Speaker
Description
Observed variability in summer surface snow isotopic composition (∂18O, ∂D) cannot solely be explained by precipitation events. This variability, however, influences the overall summer isotope signal that is archived in ice cores. It is important to identify and quantify the impact of all signal formation processes contributing to the snow isotopic composition to ensure an optimal interpretation of ice core isotope records. Through a combination of laboratory experiments and in-situ observations from the Greenland Ice Sheet the evidence of isotopic fractionation during snow sublimation has been demonstrated. However, the impact of post-depositional processes influencing the surface snow isotope signal before it gets buried remains unquantified to-date. Here we show that the continuous exchange of humidity between the atmosphere and the snow surface through sublimation and deposition is a driver for the summer surface isotope variability.
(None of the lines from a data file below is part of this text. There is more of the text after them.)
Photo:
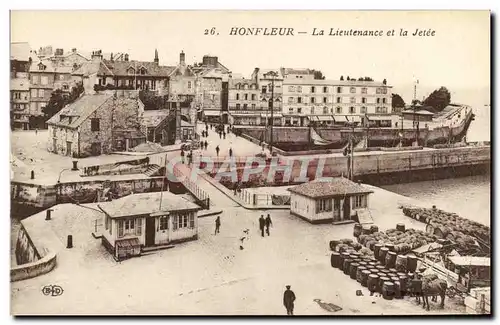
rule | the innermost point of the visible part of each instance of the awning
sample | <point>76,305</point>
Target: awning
<point>128,243</point>
<point>353,118</point>
<point>379,118</point>
<point>211,113</point>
By comparing modeled against in-situ observed surface isotope variability, we demonstrate that fractionation-including vapor-snow exchange can explain 52% of the ∂D day-to-day variability and 35% of the variability observed in snow ∂18O. Further, we document substantial isotopic enrichment in the uppermost centimeters of snow induced by sublimation which suggests a vapor-exchange-induced warm-bias in the buried summer isotope signal. Our results lead to an improved process understanding and necessitate the implementation of fractionation during the sublimation process in isotope-enabled climate models.